Whether any of these are the remnants of early spring water tunnels drilled in the canyon in the 1800s is not known. Hooten’s history, “City Creek: Salt Lake City’s First Water Supply,” makes no mention of spring development or tunneling for water in the canyon. A February 16, 1900 Salt Lake Tribune article refers to several tunnels being drilled in City Creek during its early history in order to enhance the water supply “and fairly good results followed.” Tunnel drilling was then a common method to increase the flow of water from a spring. The most significant of these was a January 14, 1913, Waterworks Superintendent C.F. Barrett proposal, as described above (Jan. 14th), to again tunnel for spring water in City Creek instead of building a dam in the canyon. At that time, the City had developed 2,000,000 gallons per day of spring water from tunneling in Emigration Canyon.

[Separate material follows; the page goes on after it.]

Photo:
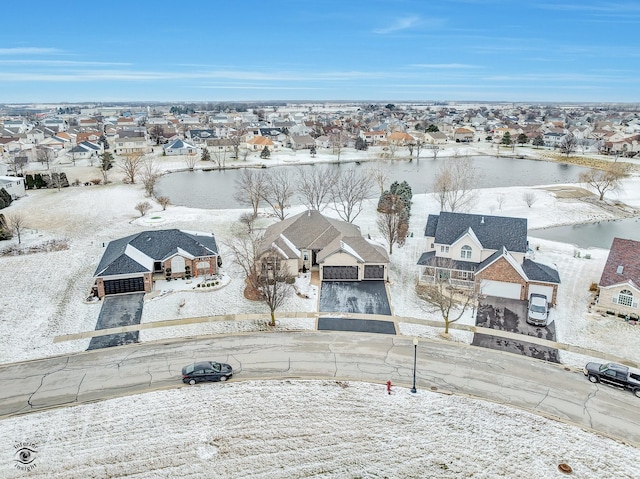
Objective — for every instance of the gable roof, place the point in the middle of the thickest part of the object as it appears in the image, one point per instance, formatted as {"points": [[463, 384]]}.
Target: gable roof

Later in 1913, City Water Superintendent Allan McQuarrie described the state of early spring water tunnels as having “caved in and filled up with debris . . . [such that] little or no water is fed into the stream from them . . .” (Salt Lake Herald, July 26, 1913). Fortunately, the City instead choose to only build dams in the larger Cottonwood canyons and to not dam City Creek, thus, preserving these springs and the canyon as we see them today.

In Thoreau’s “Journal” on January 20th, 1853, he sees emerald green and amber colors in the sky. On January 20th, 1855, he describes the beauty of snow-blasted trees.

On January 20th, 1909, the City’s parks keeper, H.F. Heath, proposed that city property in lower City Creek Canyon be sold for residential lots, and the proceeds be used to create a public park at the mouth of the canyon. On January 20th, 1891, the Salt Lake Tribune responded to accusations by the Mormon controlled Salt Lake Herald that members of the Liberal Party, an anti-Mormon party that first gained control of City offices in 1888, had mismanaged City affairs including the water supply (Salt Lake Tribune). The Tribune noted that the newly elected Liberal Party had taken more steps to assure an adequate water supply from City Creek Canyon than the prior administration (id).


September 20, 2016

August 21st

Filed under: Birds, Coyote, Eagle, Gambel's Oak, Mammals, Meadow Mile 1.3, Plants, Wild Turkey — canopus56 @ 11:16 pm

A Family of Turkeys

4 p.m. At mile 1.7, the presence of a group of wild turkeys is given away by a single clump of scat. At this same location in mid-July, a breeding pair were walking through the Gambel oaks followed by a brood of eight or nine chicks. Unexpectedly, wild turkeys do well in this Great Basin shrub oak habitat. In the canyon, the Gambel oak forest covers the northern slope and continues over into the much larger Bountiful drainage. The dense oaks provide protection their principal predators: hawks and eagles from above and coyotes from below. The oak’s acorns provide an ample food supply. But they’re rarely seen except in late January and February, when the winter snows drive them near the road near mile 2.2. Then they can be seen in flocks of up to twenty individuals.